Detrimental mutations are a common phenomenon. Species may not survive if such mutations happen rapidly and if they keep accumulating.

Again, if the rate at which mutations happens is slow, then a species may not be able to cope with changing environmental conditions.

Third is that only the biggest, strongest survives. Fittest does not always go with the most aggressive or strongest species. On the contrary, the ‘fittest’ label may be more appropriate to animals that are the most co-operative like the bees, the best camouflaged or the cleverest.

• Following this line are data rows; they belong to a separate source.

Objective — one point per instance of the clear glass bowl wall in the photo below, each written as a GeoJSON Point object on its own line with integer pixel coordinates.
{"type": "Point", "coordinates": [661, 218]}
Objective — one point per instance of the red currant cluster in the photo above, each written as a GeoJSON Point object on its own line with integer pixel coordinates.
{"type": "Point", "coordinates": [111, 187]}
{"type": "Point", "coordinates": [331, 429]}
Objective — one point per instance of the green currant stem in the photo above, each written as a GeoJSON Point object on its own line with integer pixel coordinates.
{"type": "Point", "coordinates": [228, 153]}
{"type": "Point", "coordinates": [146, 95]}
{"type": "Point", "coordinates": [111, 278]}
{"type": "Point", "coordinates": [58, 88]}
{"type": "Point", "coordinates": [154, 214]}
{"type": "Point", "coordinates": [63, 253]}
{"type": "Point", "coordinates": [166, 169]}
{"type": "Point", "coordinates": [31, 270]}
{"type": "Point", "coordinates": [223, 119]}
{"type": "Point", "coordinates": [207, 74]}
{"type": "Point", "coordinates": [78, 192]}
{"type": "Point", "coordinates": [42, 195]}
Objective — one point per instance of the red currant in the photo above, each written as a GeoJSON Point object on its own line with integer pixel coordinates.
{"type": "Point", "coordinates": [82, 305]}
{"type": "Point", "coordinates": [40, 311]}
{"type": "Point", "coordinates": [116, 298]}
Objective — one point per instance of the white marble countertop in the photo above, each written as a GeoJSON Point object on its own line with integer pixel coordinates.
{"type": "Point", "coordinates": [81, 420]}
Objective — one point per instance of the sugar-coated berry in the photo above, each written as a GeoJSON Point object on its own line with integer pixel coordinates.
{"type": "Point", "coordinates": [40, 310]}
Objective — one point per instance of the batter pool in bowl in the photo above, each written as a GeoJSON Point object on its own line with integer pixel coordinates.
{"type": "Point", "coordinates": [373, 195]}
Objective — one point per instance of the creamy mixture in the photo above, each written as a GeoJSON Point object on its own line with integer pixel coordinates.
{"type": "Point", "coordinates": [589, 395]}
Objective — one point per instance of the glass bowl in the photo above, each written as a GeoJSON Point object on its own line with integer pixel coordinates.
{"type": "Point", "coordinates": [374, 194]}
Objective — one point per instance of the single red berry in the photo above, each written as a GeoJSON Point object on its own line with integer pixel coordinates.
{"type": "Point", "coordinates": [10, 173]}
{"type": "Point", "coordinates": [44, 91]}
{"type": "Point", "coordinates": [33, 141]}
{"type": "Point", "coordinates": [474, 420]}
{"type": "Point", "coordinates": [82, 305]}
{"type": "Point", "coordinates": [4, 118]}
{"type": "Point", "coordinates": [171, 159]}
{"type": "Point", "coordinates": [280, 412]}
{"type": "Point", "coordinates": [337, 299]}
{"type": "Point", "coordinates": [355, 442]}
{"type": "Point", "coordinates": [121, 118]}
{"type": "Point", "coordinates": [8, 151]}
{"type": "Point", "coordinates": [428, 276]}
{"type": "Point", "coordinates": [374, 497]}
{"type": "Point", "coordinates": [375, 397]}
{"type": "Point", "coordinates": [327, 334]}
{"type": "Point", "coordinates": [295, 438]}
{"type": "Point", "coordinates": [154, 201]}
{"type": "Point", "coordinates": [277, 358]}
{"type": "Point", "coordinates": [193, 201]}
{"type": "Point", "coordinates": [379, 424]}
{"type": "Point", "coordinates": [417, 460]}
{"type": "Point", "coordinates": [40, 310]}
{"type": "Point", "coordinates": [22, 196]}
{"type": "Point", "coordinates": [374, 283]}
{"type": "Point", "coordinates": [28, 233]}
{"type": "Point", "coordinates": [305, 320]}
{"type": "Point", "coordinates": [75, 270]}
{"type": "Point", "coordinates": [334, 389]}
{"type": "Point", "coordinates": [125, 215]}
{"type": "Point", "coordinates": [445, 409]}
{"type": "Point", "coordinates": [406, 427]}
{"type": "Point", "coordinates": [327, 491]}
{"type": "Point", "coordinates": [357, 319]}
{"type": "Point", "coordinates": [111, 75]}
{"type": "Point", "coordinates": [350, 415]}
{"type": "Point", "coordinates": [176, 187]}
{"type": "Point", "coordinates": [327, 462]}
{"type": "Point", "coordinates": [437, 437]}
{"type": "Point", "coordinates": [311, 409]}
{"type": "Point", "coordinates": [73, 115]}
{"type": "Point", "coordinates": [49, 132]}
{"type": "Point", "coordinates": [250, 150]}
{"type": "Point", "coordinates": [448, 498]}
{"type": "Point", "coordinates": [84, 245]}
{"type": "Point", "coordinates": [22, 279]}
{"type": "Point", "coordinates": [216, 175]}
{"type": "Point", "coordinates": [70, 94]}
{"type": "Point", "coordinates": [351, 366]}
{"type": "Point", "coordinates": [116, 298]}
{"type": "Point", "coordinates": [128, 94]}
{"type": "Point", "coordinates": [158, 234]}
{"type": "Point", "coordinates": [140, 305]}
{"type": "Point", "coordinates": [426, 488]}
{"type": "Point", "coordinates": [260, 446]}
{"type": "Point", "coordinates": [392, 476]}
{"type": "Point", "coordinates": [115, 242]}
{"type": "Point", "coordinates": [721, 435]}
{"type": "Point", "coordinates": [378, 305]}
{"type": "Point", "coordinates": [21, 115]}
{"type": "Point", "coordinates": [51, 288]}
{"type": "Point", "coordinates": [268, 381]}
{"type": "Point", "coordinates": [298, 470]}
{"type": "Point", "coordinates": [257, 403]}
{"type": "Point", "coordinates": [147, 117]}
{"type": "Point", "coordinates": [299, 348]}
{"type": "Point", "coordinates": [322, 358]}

The ‘lowly’ sponge and the jellyfish with a few simple cell types have persisted from the Precambrian, and have changed very little. It is the same with fungi, mosses, sharks, and horseshoe crabs.

Fourth is about perfectly adapted creatures. Natural selection only produces species that are as good as they could be. They never produce the perfect ones but just the ones that can survive at that instant.

The fitness of an organism is relative to its ever-changing environment. No species has the best of all characteristics. Human eye with its blind spot and inability to see in the dark is not the best.

The pinnacle

Fifth is the notion that man occupies the pinnacle. Till recently scientists believed that “modern invertebrates, fish, amphibians, reptiles, birds, mammals and humans were living representatives of successive evolutionary steps toward a more complex brain,” (Scientific American, December 2008).

But the fact is that complex brains — and sophisticated cognition — have evolved from simpler brains multiple times independently in separate lineages.

This can be seen in molluscs such as octopuses; in bony fishes such as goldfish and, separately again, in cartilagenous fishes such as sharks and manta rays; and in reptiles and birds.

Evolutionary ladder

Evolutionary ladder is the last misconception. Evolution does not proceed in a specific direction and at a rate that will see a continuous improvement of organisms.

This is often stated as climbing an evolutionary ladder. This is simply not the case. Rather, organisms either adapt to environments that are always undergoing change, or risk extinction.